La ricostruzione del delitto
«Cinque o sei colpi di pistola» sparati al termine dell’incontro in un’azienda agricola. Il clan di Rossano aveva deciso che il 5 febbraio 2001 sarebbe stato l’ultimo giorno di Andrea Sacchetti. Un uomo – «inserito nei circuiti criminali» della città – di cui i capi non si fidavano. Quella mattina di febbraio Sacchetti, destinatario della misura di prevenzione, «esce di casa per non farvi più ritorno». Una scomparsa avvolta nel mistero per oltre vent’anni, fino a quando le dichiarazioni dei collaboratori di giustizia Nicola Acri e Ciro Nigro non fanno chiarezza sul “cold case” per il quale – nel 2023 – è stato arrestato Rocco Azzaro. L’inchiesta della Dda di Catanzaro era stata firmata dai pm Stefania Paparazzo, Domenico Guarascio e Parolo Sirleo insieme agli aggiunti Vincenzo Capomolla e Giancarlo Novelli e al procuratore dell’epoca Nicola Gratteri.

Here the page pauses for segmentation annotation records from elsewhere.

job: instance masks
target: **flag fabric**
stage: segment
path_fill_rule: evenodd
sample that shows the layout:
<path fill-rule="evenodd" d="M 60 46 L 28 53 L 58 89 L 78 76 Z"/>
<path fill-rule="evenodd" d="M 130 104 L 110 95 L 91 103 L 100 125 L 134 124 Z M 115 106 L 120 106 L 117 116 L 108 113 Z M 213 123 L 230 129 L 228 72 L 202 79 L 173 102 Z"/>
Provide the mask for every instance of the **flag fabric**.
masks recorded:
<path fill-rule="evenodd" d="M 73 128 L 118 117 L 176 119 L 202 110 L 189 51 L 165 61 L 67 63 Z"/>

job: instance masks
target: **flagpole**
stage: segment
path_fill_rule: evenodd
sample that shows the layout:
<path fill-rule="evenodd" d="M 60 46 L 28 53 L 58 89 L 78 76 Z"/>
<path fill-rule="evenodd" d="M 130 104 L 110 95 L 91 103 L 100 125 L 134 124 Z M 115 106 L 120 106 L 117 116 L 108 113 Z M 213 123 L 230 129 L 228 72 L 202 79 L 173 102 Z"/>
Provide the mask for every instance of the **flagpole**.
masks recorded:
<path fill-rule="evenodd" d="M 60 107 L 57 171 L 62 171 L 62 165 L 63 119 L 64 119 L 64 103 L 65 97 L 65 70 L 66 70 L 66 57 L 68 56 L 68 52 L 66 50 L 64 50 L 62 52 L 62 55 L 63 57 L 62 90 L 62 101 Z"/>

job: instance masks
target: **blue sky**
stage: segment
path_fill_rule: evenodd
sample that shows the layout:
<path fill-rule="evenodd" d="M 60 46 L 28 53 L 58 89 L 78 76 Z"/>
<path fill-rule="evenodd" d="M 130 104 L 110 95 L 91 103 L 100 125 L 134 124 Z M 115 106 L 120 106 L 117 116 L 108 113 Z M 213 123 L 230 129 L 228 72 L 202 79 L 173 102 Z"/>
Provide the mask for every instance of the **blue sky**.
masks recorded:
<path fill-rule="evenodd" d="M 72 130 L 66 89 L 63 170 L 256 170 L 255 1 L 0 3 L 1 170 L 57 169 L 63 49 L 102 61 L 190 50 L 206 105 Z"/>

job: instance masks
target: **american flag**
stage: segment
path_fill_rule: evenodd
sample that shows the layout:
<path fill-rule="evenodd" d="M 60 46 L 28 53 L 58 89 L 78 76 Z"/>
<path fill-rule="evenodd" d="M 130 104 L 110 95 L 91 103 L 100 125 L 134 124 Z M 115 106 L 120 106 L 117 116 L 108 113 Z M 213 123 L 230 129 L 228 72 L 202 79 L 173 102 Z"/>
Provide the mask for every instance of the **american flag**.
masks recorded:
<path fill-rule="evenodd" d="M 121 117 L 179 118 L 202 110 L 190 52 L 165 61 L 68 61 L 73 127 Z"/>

Nicola Acri e Ciro Nigro, i due pentiti
Il boss Nicola Acri decide di pentirsi nel maggio 2021. Ha distribuito negli anni e in più verbali le narrazioni sulla presunta operatività dell’associazione criminale degli “Zingari“, operante a Cassano allo Ionio e nei comuni limitrofi, facente capo alla famiglia Abbruzzese. Acri è considerato un esperto utilizzatore di armi da sparo, dotato di spiccata freddezza: un killer spietato. Suo fratello nel corso di un processo testimoniò sulla loro infanzia, spesa nei cortili delle caserme. Ai carabinieri del Ros che lo catturano dice: «Siete carabinieri? Complimenti siete stati bravi. Sono Nicola Acri». Aveva un covo nella zona di Comacchio, in provincia di Ferrara, dove si era trasferito per curare i propri interessi nella zona. Nel giorni precedenti era stato ripreso dalle telecamere di videosorveglianza di un centro commerciale della provincia di Ravenna con la moglie e il figlio. Ma poi aveva fiutato il pericolo e aveva deciso di darsi alla fuga. È stato fermato a bordo di una Ford Focus, in possesso di documenti falsi. Grazie anche alle sue rivelazioni ha consentito ai magistrati di ricostruire i dettagli di due casi di lupara bianca datati 2021: quello di Andrea Sacchetti e di Salvatore Di Cicco, consegnato ai cirotani e sepolto con un escavatore. (f.b.)